After collecting northern white rhino eggs, the researchers will attempt in-vitro fertilization with frozen rhino sperm. Because the remaining rhinos can't carry a pregnancy, a related southern white rhino might serve as a surrogate. All of this is speculation—no one has ever used in-vitro fertilization in rhinos before, or tried to use a surrogate rhino.
There's another big challenge: the three remaining rhinos are all related (the females are mother and daughter, and the 42-year-old male rhino is both father and grandfather). The handful of frozen sperm samples available, from the San Diego Zoo's Frozen Zoo, can't provide enough genetic diversity to create a healthy population of new rhinos. So the researchers also plan to use some genetic engineering.
Using a technique that won a Nobel Prize in 2012, it's possible to turn any cell, including skin cells from the frozen zoo, into stem cells called iPS, or induced pluripotent stem cells. Those cells can then be programmed to become sperm or eggs—and then mixed into the in-vitro fertilization process to add genetic diversity.
In another technique, a southern white rhino embryo might be sterilized, and then stem cells from the northern white rhino could be added. "That establishes the germ line," Hildebrandt says. "Then these chimeras will produce pure northern white rhino gametes."
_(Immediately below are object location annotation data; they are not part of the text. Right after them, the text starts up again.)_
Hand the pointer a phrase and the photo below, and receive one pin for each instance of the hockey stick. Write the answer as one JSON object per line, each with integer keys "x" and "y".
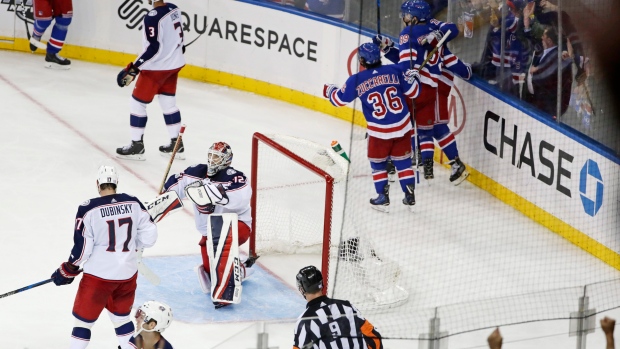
{"x": 174, "y": 153}
{"x": 142, "y": 268}
{"x": 26, "y": 288}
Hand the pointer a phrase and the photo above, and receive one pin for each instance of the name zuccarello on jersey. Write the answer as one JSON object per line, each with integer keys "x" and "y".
{"x": 115, "y": 210}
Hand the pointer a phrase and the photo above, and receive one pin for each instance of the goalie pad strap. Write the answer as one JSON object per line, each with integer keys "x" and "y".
{"x": 223, "y": 251}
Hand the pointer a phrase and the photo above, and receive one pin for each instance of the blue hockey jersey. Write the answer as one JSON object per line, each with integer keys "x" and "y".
{"x": 383, "y": 91}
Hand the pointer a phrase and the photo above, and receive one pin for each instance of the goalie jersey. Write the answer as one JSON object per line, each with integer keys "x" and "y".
{"x": 108, "y": 231}
{"x": 234, "y": 182}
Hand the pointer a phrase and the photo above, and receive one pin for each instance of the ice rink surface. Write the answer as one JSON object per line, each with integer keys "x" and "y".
{"x": 60, "y": 126}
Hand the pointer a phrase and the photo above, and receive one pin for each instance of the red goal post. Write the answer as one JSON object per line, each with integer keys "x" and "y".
{"x": 258, "y": 140}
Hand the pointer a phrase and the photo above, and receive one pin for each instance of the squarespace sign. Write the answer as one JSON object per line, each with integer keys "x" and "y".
{"x": 546, "y": 162}
{"x": 133, "y": 11}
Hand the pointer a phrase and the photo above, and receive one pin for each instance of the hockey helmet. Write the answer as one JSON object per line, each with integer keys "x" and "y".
{"x": 219, "y": 156}
{"x": 107, "y": 174}
{"x": 415, "y": 8}
{"x": 154, "y": 311}
{"x": 369, "y": 53}
{"x": 309, "y": 280}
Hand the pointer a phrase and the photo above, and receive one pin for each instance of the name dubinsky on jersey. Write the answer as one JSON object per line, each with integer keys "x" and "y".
{"x": 108, "y": 231}
{"x": 162, "y": 39}
{"x": 235, "y": 183}
{"x": 383, "y": 92}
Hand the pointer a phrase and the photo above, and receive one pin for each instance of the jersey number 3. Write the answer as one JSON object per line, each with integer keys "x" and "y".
{"x": 112, "y": 233}
{"x": 388, "y": 101}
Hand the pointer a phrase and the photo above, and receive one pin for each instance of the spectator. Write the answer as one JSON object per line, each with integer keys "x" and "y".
{"x": 495, "y": 340}
{"x": 327, "y": 320}
{"x": 608, "y": 325}
{"x": 543, "y": 77}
Hildebrandt's lab has spent the last two years working on a shoestring budget. "It's really disappointing, because we're fighting against time," he says. "There's not the time right now to wait for a better funding situation, because this male and two remaining females, they're aging fast, and nothing was done over the last six years."
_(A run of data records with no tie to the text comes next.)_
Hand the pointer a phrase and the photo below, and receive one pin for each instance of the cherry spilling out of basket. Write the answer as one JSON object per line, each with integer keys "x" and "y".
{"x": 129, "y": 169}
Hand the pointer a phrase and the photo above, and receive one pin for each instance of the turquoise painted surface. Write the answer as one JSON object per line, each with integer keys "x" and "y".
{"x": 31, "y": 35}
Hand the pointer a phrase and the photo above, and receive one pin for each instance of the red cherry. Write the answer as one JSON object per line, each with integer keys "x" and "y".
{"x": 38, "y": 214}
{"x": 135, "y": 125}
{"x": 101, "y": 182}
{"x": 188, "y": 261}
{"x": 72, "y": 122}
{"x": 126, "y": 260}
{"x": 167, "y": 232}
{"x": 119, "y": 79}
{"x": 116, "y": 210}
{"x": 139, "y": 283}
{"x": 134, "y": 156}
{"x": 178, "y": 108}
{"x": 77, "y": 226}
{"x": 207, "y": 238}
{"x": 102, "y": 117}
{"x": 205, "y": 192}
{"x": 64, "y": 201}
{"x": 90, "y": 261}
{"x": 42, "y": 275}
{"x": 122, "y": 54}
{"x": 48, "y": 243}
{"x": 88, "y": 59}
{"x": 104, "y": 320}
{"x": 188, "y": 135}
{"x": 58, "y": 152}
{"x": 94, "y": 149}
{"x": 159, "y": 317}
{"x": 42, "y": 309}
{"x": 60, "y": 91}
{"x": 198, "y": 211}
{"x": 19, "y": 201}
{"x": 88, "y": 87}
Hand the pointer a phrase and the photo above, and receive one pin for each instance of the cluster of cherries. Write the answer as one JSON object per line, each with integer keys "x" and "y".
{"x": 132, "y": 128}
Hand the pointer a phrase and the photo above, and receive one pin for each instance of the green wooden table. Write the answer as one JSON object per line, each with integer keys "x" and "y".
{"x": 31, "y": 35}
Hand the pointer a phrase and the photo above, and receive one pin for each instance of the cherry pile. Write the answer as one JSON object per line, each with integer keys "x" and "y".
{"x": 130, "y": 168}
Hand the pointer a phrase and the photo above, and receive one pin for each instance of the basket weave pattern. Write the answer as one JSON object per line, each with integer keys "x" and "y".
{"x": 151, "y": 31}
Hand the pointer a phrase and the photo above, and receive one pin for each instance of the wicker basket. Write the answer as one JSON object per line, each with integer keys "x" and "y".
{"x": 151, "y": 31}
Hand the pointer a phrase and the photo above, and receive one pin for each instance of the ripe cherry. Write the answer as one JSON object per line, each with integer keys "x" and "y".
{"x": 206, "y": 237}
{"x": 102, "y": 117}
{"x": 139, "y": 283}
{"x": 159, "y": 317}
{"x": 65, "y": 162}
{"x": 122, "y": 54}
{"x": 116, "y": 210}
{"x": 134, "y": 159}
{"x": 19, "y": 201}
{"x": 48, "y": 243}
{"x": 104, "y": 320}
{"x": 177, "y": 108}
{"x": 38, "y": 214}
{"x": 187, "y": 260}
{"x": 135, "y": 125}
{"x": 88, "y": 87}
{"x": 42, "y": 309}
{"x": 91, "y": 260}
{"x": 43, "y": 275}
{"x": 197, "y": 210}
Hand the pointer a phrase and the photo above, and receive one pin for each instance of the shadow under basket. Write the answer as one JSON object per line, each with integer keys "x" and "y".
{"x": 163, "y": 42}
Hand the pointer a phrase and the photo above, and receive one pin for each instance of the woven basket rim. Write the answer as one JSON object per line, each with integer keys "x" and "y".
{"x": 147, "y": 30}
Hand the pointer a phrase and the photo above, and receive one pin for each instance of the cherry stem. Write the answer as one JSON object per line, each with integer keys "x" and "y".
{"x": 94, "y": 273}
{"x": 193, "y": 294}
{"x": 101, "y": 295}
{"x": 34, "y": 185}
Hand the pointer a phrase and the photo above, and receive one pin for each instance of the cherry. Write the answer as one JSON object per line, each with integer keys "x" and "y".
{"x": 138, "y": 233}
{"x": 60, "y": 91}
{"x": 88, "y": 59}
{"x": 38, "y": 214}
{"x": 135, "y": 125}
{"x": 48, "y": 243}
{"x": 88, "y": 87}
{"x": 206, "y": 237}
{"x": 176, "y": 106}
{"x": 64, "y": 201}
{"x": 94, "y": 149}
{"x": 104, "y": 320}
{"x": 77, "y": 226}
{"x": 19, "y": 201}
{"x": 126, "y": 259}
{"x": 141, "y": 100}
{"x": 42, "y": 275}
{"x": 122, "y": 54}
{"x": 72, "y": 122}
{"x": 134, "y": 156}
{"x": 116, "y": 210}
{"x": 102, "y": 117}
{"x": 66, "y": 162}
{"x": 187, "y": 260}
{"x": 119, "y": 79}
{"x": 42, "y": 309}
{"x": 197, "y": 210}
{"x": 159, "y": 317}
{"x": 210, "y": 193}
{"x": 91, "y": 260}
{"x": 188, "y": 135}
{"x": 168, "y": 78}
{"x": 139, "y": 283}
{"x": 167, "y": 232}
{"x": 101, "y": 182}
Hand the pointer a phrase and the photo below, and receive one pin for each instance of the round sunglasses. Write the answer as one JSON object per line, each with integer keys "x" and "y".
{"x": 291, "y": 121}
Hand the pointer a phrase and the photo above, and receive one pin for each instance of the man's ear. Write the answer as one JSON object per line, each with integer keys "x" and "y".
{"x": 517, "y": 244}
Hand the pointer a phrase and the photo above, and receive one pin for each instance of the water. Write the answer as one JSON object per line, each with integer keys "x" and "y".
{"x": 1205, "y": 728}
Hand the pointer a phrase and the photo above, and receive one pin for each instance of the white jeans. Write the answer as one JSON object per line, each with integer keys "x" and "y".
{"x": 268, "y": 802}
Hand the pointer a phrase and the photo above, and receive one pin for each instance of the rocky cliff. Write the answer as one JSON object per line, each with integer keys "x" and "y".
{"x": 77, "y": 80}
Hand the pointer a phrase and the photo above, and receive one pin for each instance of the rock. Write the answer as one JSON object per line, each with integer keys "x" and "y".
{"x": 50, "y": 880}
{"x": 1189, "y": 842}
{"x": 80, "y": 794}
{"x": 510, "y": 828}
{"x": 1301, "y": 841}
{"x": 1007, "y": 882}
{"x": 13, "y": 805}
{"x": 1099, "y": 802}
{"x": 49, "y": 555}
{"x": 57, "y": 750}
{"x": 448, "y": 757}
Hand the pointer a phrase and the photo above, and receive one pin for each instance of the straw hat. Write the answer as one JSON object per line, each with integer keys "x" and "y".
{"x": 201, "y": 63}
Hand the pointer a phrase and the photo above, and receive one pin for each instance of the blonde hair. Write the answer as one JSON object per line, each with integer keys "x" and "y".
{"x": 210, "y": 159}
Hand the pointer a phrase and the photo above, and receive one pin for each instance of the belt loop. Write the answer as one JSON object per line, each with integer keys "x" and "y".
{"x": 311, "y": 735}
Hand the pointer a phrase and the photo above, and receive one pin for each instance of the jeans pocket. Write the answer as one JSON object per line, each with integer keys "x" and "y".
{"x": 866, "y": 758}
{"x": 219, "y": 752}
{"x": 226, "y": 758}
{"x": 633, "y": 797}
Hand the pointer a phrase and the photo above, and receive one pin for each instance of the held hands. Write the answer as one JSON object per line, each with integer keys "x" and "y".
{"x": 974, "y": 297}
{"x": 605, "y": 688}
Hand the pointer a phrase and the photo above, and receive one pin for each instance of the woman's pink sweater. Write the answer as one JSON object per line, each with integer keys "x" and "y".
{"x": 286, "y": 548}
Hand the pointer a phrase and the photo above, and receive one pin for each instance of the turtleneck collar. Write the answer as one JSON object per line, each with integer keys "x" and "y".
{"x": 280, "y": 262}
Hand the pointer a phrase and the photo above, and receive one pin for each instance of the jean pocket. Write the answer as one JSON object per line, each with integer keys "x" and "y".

Others argue that the money that will need to be invested in the process could be better spent protecting the southern white rhino—which still has a fairly large wild population—from poachers. But Hildebrandt believes that habitat protection and the experimental anti-extinction techniques should go hand in hand.
"The northern white rhino is technically extinct, without the application of the procedure we've developed right now," Hildebrandt says. "They are infertile, they can't produce anymore, and they will be dead maybe in 20 years. The male may die in less than a year, and then there are only two females left."
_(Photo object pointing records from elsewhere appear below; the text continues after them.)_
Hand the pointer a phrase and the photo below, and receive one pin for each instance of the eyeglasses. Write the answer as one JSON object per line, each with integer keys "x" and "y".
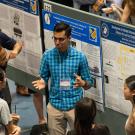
{"x": 60, "y": 39}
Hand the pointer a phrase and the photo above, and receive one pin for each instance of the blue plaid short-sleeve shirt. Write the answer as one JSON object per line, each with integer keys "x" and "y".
{"x": 56, "y": 65}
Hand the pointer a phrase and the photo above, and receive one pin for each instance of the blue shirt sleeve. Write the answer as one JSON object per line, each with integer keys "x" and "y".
{"x": 6, "y": 42}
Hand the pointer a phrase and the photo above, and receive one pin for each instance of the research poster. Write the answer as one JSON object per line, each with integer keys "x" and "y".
{"x": 85, "y": 38}
{"x": 118, "y": 44}
{"x": 20, "y": 20}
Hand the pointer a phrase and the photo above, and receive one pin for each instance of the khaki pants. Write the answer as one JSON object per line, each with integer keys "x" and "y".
{"x": 57, "y": 120}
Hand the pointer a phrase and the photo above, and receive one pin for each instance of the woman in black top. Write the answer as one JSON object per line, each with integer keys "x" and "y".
{"x": 85, "y": 112}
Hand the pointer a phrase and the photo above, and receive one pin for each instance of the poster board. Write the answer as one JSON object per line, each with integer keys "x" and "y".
{"x": 85, "y": 37}
{"x": 21, "y": 22}
{"x": 118, "y": 44}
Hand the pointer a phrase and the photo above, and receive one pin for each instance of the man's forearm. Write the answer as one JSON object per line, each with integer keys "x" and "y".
{"x": 17, "y": 48}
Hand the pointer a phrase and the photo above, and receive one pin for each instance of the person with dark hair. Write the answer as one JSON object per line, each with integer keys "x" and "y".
{"x": 129, "y": 94}
{"x": 5, "y": 116}
{"x": 69, "y": 74}
{"x": 85, "y": 113}
{"x": 14, "y": 49}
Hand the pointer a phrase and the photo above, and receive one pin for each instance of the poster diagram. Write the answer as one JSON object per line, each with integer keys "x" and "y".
{"x": 85, "y": 38}
{"x": 25, "y": 28}
{"x": 118, "y": 63}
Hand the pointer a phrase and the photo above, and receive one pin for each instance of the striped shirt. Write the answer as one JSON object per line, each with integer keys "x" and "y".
{"x": 58, "y": 66}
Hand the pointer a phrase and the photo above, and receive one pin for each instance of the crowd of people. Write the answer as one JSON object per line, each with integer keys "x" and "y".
{"x": 68, "y": 71}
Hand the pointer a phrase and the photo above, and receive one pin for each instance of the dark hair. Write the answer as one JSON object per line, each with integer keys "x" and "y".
{"x": 131, "y": 5}
{"x": 2, "y": 74}
{"x": 59, "y": 27}
{"x": 130, "y": 82}
{"x": 85, "y": 112}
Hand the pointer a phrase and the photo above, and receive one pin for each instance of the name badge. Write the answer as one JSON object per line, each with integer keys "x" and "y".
{"x": 64, "y": 84}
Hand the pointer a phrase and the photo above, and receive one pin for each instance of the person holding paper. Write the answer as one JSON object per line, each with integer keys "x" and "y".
{"x": 14, "y": 49}
{"x": 69, "y": 74}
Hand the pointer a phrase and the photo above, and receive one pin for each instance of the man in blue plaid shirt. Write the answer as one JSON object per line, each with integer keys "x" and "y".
{"x": 69, "y": 74}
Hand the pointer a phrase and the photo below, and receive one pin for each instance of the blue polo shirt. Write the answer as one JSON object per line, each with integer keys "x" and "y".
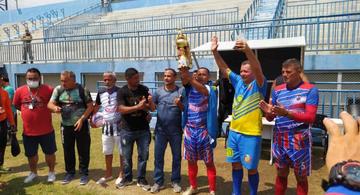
{"x": 168, "y": 113}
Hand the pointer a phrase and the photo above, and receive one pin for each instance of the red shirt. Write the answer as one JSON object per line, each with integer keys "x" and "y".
{"x": 34, "y": 112}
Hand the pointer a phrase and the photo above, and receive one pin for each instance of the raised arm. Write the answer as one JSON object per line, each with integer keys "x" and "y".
{"x": 241, "y": 45}
{"x": 218, "y": 59}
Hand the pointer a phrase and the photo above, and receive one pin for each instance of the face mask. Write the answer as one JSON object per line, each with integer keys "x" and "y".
{"x": 32, "y": 84}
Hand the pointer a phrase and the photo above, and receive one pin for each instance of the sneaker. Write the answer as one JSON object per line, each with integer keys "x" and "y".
{"x": 103, "y": 180}
{"x": 30, "y": 177}
{"x": 176, "y": 187}
{"x": 118, "y": 180}
{"x": 123, "y": 183}
{"x": 67, "y": 179}
{"x": 143, "y": 184}
{"x": 4, "y": 169}
{"x": 190, "y": 191}
{"x": 84, "y": 179}
{"x": 51, "y": 177}
{"x": 156, "y": 188}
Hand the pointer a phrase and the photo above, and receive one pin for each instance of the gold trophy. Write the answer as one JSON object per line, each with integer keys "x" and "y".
{"x": 183, "y": 49}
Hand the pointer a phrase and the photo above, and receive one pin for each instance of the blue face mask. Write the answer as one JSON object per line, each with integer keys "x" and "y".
{"x": 32, "y": 84}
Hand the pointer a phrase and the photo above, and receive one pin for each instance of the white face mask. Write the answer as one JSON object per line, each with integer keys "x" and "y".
{"x": 32, "y": 84}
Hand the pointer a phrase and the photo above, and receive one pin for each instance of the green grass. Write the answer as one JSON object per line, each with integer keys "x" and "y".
{"x": 20, "y": 170}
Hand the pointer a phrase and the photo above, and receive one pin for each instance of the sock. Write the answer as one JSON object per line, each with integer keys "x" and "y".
{"x": 192, "y": 171}
{"x": 211, "y": 172}
{"x": 302, "y": 187}
{"x": 280, "y": 185}
{"x": 237, "y": 180}
{"x": 253, "y": 183}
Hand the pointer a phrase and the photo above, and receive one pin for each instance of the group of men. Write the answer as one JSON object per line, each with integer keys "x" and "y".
{"x": 180, "y": 110}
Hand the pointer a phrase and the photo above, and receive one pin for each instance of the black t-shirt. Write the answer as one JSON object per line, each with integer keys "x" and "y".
{"x": 135, "y": 121}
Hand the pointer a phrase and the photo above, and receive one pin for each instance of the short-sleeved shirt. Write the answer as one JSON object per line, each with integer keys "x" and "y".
{"x": 107, "y": 99}
{"x": 294, "y": 100}
{"x": 135, "y": 121}
{"x": 11, "y": 93}
{"x": 246, "y": 114}
{"x": 36, "y": 121}
{"x": 72, "y": 106}
{"x": 168, "y": 113}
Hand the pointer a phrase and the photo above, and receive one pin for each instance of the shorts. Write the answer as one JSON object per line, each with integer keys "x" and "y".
{"x": 47, "y": 143}
{"x": 293, "y": 149}
{"x": 243, "y": 148}
{"x": 197, "y": 145}
{"x": 109, "y": 142}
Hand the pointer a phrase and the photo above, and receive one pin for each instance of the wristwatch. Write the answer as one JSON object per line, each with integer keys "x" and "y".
{"x": 345, "y": 173}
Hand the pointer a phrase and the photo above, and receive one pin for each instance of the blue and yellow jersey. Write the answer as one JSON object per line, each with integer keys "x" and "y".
{"x": 246, "y": 114}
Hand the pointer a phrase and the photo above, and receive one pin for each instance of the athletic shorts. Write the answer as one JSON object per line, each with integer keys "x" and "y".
{"x": 293, "y": 149}
{"x": 47, "y": 143}
{"x": 109, "y": 142}
{"x": 243, "y": 148}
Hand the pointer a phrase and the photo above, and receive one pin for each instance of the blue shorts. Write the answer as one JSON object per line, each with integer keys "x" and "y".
{"x": 47, "y": 143}
{"x": 244, "y": 149}
{"x": 293, "y": 149}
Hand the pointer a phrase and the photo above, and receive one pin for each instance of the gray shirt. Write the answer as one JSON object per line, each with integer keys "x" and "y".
{"x": 168, "y": 113}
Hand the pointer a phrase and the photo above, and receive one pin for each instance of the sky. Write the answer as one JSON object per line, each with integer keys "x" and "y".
{"x": 31, "y": 3}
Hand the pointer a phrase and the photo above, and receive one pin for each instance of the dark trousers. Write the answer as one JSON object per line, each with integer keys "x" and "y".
{"x": 142, "y": 139}
{"x": 3, "y": 140}
{"x": 82, "y": 139}
{"x": 161, "y": 141}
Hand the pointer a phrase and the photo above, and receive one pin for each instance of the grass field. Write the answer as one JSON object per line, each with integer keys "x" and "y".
{"x": 19, "y": 166}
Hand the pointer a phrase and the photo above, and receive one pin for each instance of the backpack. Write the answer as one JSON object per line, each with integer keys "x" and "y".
{"x": 81, "y": 94}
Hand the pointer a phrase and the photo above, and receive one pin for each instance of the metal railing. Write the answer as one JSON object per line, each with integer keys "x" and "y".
{"x": 335, "y": 97}
{"x": 321, "y": 9}
{"x": 181, "y": 20}
{"x": 325, "y": 33}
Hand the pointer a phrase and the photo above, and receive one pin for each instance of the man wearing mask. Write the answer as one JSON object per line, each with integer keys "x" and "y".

He's optimistic that the science could work quickly enough to produce a baby rhino before the last existing northern white rhino dies. Then—because the southern white rhino population demonstrated in the past that rhinos can bounce back—he hopes that northern white rhinos could eventually be reintroduced into the wild.
"One hundred years ago, the southern white rhino population was down to 50," he says. "Now we are up to 20,000 ... I think that was a very great success story, and we could achieve the same with the northern white rhino. Maybe not 20,000, but 1,000."
The same techniques could also potentially be used for other animals on the verge of extinction, or even after they've gone extinct. Hildebrandt plans to work on the Sumatran rhino next. "There are only three in captivity in Sumatra, and there may be three to four still left in the wild in Borneo," he says. "It's a similar situation—we can apply the same technology we develop for the northern white rhino in the same manner in Sumatran rhinos."